THE GO-BETWEENS – “Going Blind”
The Go-Betweens set the gold standard for sensitivity coupled with intelligence coupled with fearsomely good tunes, and in doing so I’m sure ruined many a young life: out in the real world there’s only room for one Robert Forster. I once called them “the Smiths for grown-ups”, but I only started liking them when I was pissed, and I went through my worst break-up singing ‘The Wrong Road’ out-of-tune, so what was with that “grown-ups” shit I’ve no idea. And now they’re back.
“When She Sang About Angels” was the first song I heard from The Friends Of Rachel Worth, their guest-studded new album. It sounded pitiful, knackered singer-songwriter dandruff with a horrible title and worse lyrics. But I could cope with a singer-songwriter record: I’d just not play it, like I don’t much play about half their group albums and nearly all their solo stuff. Judging by “Going Blind”, though, that’s not quite what this new record’s about. Nowadays they sound like…well, they sound like a college indie band who want to be the Go-Betweens.
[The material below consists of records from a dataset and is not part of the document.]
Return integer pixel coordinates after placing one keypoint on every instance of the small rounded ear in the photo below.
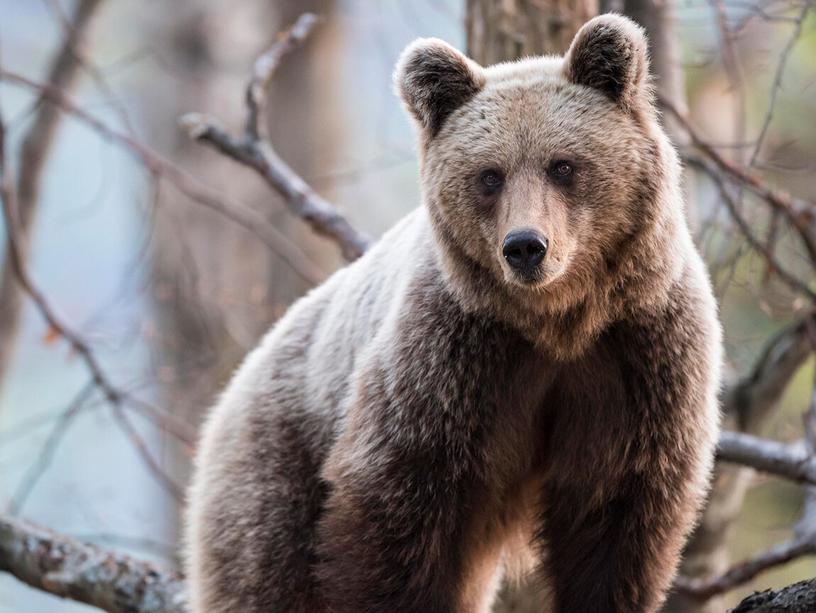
(610, 53)
(434, 79)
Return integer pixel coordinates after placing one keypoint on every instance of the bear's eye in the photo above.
(492, 180)
(561, 171)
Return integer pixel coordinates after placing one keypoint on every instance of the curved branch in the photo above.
(790, 461)
(70, 569)
(255, 151)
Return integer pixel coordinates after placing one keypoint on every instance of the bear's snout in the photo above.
(524, 250)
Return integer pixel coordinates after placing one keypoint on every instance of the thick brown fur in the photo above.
(427, 420)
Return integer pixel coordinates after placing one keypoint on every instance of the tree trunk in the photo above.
(503, 30)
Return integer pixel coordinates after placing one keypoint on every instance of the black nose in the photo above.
(524, 249)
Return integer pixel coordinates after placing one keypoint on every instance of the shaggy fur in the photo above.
(427, 419)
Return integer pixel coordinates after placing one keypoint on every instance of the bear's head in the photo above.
(551, 188)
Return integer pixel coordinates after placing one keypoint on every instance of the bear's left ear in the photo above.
(610, 53)
(434, 79)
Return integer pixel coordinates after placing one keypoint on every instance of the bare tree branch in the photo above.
(70, 569)
(746, 570)
(792, 461)
(113, 394)
(254, 151)
(34, 153)
(777, 81)
(745, 228)
(799, 213)
(197, 192)
(799, 597)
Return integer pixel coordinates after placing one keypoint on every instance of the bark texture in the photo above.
(70, 569)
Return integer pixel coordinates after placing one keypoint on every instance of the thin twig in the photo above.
(254, 151)
(67, 568)
(745, 228)
(197, 192)
(743, 572)
(799, 213)
(46, 454)
(99, 378)
(777, 81)
(264, 70)
(791, 461)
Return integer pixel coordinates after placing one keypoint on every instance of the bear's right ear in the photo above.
(434, 79)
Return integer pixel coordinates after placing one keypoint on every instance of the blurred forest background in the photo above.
(161, 260)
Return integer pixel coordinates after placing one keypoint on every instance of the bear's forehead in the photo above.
(536, 115)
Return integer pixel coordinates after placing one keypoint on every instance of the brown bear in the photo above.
(520, 376)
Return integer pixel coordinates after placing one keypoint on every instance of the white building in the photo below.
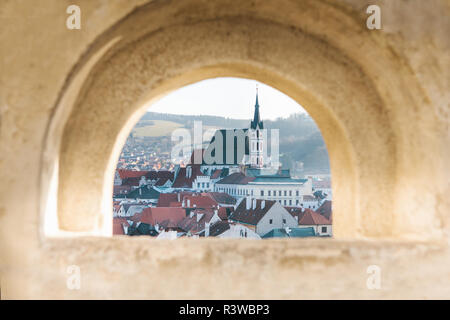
(261, 216)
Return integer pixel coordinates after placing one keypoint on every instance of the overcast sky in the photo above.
(227, 97)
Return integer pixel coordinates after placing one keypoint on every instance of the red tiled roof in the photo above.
(158, 215)
(166, 198)
(163, 174)
(216, 174)
(222, 212)
(162, 181)
(218, 228)
(325, 184)
(118, 225)
(123, 189)
(199, 202)
(196, 223)
(175, 204)
(312, 218)
(309, 198)
(236, 178)
(124, 174)
(131, 181)
(251, 216)
(325, 210)
(199, 154)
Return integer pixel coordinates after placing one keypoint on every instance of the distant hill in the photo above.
(302, 148)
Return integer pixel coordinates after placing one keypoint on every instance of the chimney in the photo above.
(207, 229)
The fit gets better with each play, six or seven in and I can hardly see the join between ’89 and this. But there’s still something third-review-in-Pitchfork about the track. Maybe everyone sounds like this now, or maybe it’s just that I’ve taken too many punches from this sort of music to want to roll with any more. Surely there’s nothing in the lyrics to pull me in. And then Friday night I got drunk and put “Going Blind” on and it sounded terrific, so just maybe it is by the Go-Betweens after all.